2019-09-20 18:57:04 | 折々のことば
 朝日新聞9月20日の「折々のことば」より。このことばについての鷲田清一氏の解説を引用する。

 私の発想、私の作品などとこだわるところに真の創造性はないと、米国の建築家は言う。私の中にあって私より先に、そしてつねに蠢(うごめ)いているもっと古いもの。そこにこそ創造性の種はあると。着手点(スタート)から前方を見るよりも、むしろその手前にある真の始まり(ビギニングズ)に溯(さかのぼ)れとの提言は人生にも当てはまりそう。『ルイス・カーン建築論集』(前田忠直訳)から。

 「人まねをするな」と言われることがあるが、創作活動をした人間ならだれでもわかると思うが、完全なオリジナルなんてありえない。創作は「人まね」から始まる。過去の作品を土台にして新たなものを作りだしていくのである。それが芸術の本質である。

 だから行き過ぎた著作権は創作活動を阻害するものである。もちろん著作権自体は保証されるべき権利である。しかし死後70年も保護されてはいけない。これは芸術活動が経済活動によって抑え込まれている状態である。
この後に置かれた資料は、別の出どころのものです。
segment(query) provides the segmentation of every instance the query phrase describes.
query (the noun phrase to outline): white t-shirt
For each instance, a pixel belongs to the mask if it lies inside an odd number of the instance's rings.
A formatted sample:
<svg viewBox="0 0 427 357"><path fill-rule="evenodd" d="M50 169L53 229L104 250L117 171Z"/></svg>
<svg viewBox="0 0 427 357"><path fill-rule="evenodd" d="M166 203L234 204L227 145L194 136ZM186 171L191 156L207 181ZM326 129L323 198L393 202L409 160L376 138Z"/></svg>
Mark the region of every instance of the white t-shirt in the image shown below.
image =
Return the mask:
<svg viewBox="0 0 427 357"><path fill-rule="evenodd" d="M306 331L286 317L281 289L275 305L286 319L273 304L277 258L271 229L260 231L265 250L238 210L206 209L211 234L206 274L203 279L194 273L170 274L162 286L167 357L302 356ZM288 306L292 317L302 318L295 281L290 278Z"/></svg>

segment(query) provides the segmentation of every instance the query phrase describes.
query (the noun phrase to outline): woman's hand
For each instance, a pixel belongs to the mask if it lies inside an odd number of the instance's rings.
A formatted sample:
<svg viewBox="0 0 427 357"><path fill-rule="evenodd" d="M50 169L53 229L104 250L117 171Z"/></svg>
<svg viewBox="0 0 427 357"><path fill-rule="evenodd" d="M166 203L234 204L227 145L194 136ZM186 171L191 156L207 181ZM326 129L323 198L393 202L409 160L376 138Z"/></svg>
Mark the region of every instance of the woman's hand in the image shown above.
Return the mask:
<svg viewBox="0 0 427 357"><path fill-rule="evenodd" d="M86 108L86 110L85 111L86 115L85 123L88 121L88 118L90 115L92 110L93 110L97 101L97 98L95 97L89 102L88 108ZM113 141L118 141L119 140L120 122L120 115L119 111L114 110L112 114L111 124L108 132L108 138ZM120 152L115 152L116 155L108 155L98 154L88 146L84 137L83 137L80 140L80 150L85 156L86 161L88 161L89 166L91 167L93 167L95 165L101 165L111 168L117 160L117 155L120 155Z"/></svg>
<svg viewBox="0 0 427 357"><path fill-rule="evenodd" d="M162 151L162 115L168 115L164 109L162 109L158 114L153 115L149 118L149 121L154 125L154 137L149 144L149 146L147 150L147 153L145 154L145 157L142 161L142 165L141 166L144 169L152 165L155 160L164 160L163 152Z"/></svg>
 現代社会は経済論理が強くなりすぎている。経済の発展が人類の発展であるという幻想に支配されている。最近よくこのブログで発言している入試改革も、経済論理によっていびつな改革になっているのはあきらかだ。もちろん貧しさは人間に苦しみを与えるのは確かだ。しかし必要以上の富よりは、文化のほうが幸福を与えてくれる。文化を育て、よりよい教育のためにはもっと経済論理を抑えていかなければいけない。